"Was?! Du kennst das nicht? Sekunde, ich such' dir das mal raus." Und schon öffnet sich die Plattenkiste. Wer kennt diesen Moment nicht? Man redet über Musik und auf einmal fällt ein Name – egal ob von einem Song, einem Künstler oder einem Album – mit dem man nicht so recht etwas anzufangen weiß. Und plötzlich hagelt es Lobpreisungen, Hasstiraden oder Anekdoten.

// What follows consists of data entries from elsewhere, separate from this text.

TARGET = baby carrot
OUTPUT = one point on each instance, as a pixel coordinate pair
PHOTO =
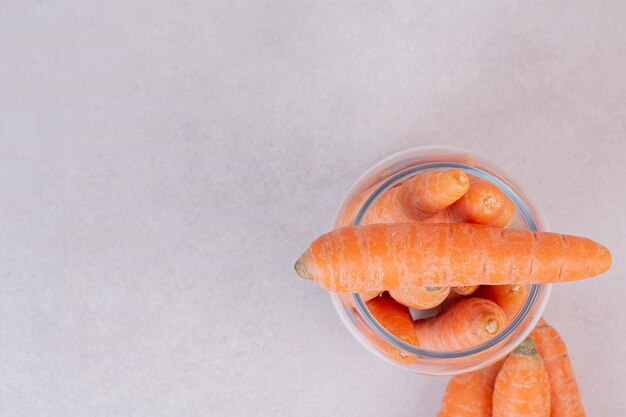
(368, 295)
(469, 394)
(510, 298)
(397, 320)
(380, 257)
(465, 290)
(419, 197)
(522, 388)
(465, 324)
(420, 298)
(483, 203)
(565, 396)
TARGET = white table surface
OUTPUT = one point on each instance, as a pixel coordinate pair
(162, 164)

Gerade dann, wenn der Gesprächspartner ins Schwärmen verfällt und offen zeigt, dass ihm das Thema wichtig ist, bittet man nicht allzu selten um eine Kostprobe. Die Musik setzt ein und es beginnt, was der Person so sehr am Herzen zu liegen scheint. In diesem Fall – was uns so sehr am Herzen liegt: Ein Auszug aus der Musik, mit der wir etwas verbinden, die wir feiern, die uns berührt. Ein Griff in unsere Plattenkiste eben.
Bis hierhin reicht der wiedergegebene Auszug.